The chair pose is great for building your leg and core strength. You start with your feet wide, and your toes grounded. You can make the pose harder by adopting a narrow stance. Try to hold this pose for 30 seconds without falling.

 

  1. MONKEY POSE

 

This pose is commonly known as the splits. It is perfect for stretching your groin, thighs, and abdomen. In this pose, adding the additional act of reaching your hands to the sky will engage your entire body.

 

  1. UPWARD FACING DOG POSE

 

This is a pose you should try if you are new to SUP yoga. It allows you to lift and open your chest while strengthening your spine, arms, and wrist. It also provides an extensive stretch for your ab and oblique muscles.

 

  1. LORD OF THE DANCE POSE

 

Balance on this pose might be a little difficult while on a stand-up paddleboard. This pose helps stretch your groins, abs, thighs and will greatly improve your balance. With just one touch on the board, make sure that you are going slow and focusing on the foot that’s on the board.
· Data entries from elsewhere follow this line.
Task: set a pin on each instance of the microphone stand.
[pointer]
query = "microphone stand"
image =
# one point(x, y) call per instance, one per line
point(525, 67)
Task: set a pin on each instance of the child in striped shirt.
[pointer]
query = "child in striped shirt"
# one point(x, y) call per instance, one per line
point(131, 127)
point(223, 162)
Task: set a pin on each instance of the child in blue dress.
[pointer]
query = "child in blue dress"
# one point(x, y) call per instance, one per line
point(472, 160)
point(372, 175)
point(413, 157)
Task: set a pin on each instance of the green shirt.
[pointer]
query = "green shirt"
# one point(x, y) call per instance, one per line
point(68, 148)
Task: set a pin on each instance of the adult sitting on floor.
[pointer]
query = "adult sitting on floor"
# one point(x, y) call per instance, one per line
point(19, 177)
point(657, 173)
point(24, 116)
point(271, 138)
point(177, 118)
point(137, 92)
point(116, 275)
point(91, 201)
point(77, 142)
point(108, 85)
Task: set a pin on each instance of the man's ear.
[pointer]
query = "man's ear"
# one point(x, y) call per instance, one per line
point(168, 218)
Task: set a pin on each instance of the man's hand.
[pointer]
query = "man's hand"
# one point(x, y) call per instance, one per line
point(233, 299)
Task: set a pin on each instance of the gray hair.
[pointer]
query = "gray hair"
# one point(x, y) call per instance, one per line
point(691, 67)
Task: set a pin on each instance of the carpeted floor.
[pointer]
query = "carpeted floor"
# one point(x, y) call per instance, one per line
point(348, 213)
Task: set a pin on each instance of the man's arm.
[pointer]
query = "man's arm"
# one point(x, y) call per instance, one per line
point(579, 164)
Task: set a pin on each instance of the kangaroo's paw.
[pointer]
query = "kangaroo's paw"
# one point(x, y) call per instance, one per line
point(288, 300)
Try to make your body parallel to the board to get the best out of this pose. You can hold your paddle in the forward hand while you reach for your back leg with your other hand.

 

  1. CRANE OR CROW POSE

 

This is a compact arm balance pose that will strengthen your wrist and shoulders. The key to this pose is keeping yourself as packed tight as possible. Keep your heels and butt close together while you press your elbows against the inside of the kneecap to get a good stretch of your groin.

 

  1. CAMEL POSE

 

This pose is great for beginners as it uses 4 points of contact on the SUP board, making it very easy to balance. It’s great to do because it stretches the entire front of the body and also strengthens your back muscles.

 

  1. WARRIOR II POSE

 

This is a great pose to test your balance on the paddle board. This pose will engage your core and stretch your back and legs.  It will also strengthen and stretch your ankles and increase overall stamina. With both feet in the middle of the board, it’ll be more difficult to balance. Reach your fingertips as far as you can on each side to get the best stretch possible.

 

  1. SLEEPING PIGEON POSE

 

This is also great for beginners as it’s relatively easy to do. It aids rotation and flexion on the hips which stretches to the butt muscles. Try flattening your back as much as possible and reach your chest on the board. Allow your toes point to the back of the board to provide the best stretch.